In a rapidly consolidating industry, some registered investment advisers are finding and retaining clients in innovative ways and bypassing more traditional techniques.
Some, for example, are teaming up with larger partners, which gives them greater advantages and extra clout in attracting potential clients.
Steward Partners Global Advisory, based in Washington, an independent and employee-owned RIA, maintains a hybrid RIA-broker-dealer platform and is associated with the much larger Raymond James Financial Services. The firm serves elite families and multi-generational as well as institutional clients.
Gregory Banasz, managing director and the head of business development, says that the firm’s association with Raymond James Financial Services has “led us to more clients as we have been able to offer a broader platform and wider array of products and services.”
“In addition, we have the ability to leverage our own RIA, external partnerships and consortium of specialists to offer customizable financial plans and solutions,” he says.
Since its launch in 2013, Steward Partners Global Advisory has attracted enough clients to open seven branches in the mid-Atlantic and Northeast regions.
Other RIAs have developed different innovative strategies to attract new clients.
Some are creating unique client services experiences, such as setting up points and rewards programs. Another tool that RIA teams and wealth managers are using is what is known as “account aggregation” in which the adviser and client together have a complete picture of the client’s asset accounts, including 401(k)s and other retirement funds held outside the primary adviser’s company.
And some RIAs are creating more of a family office approach than a traditional brokerage style of investing.
Throughout a long career, Hans Scheil, a CFP and the president of Cardinal Retirement Planning, an RIA based in Cary, North Carolina, and the author of “The Complete Cardinal Guide to Planning for and Living in Retirement,” (Leapfolio, 2016) has never lacked for new clients.
That is because he wears two hats.
In addition to being an investment adviser representative, Scheil holds life and health insurance licenses in 49 states and the District of Columbia. He has sold supplemental Medicare plans since his college days.
Scheil has leveraged this experience by forming a separate small insurance agency within his regular investment practice staffed with insurance specialists.
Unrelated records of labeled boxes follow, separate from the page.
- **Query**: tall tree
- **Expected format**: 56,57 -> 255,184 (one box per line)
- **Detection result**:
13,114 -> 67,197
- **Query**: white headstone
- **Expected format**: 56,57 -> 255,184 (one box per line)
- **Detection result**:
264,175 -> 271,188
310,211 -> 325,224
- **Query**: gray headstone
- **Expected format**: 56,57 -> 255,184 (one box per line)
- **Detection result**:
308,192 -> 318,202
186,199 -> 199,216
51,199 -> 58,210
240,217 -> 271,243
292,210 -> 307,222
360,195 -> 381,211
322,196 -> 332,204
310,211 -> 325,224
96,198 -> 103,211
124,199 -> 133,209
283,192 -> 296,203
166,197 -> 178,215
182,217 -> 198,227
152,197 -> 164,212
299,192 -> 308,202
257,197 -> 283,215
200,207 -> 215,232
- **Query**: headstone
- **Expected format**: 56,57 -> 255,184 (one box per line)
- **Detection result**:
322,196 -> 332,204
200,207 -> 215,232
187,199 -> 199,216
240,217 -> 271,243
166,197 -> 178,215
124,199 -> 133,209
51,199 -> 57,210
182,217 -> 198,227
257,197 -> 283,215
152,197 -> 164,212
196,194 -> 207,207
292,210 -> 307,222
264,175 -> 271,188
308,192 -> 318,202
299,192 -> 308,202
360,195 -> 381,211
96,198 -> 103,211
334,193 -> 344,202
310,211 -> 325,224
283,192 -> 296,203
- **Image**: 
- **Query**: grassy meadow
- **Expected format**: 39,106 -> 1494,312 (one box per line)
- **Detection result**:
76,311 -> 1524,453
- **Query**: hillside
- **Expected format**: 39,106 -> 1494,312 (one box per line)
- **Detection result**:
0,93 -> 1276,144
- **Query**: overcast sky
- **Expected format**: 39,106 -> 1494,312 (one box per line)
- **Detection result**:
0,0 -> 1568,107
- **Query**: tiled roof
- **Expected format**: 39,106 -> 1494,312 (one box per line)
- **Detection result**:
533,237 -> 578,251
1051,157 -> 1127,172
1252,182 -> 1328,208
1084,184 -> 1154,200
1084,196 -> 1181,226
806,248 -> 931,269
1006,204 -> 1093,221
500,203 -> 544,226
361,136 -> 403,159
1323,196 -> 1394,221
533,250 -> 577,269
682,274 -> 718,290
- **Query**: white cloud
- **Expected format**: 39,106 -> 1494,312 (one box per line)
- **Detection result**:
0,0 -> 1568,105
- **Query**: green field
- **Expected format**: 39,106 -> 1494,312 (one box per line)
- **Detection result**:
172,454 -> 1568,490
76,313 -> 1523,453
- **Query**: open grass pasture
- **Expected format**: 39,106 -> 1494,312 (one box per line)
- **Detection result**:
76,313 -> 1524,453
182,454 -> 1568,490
One hand feeds the other, he says.
Many of Scheil’s mass-affluent and affluent clients who are in their 60s “sometimes care as much or more about their Medicare benefits and prescriptions in their supplemental plans than they do their investments,” he says.
Scheil says that his insurance practice, which includes long-term-care insurance and annuities, shields his firm from any possible conflicts of interest involving the sale of insurance. At the same time, it attracts clients to his investment practice, which he has built up over 40 years with a long roster of regular clients.
“We major in the minors,” Scheil says.
This story is part of a 30-30 series on smart strategies for RIAs.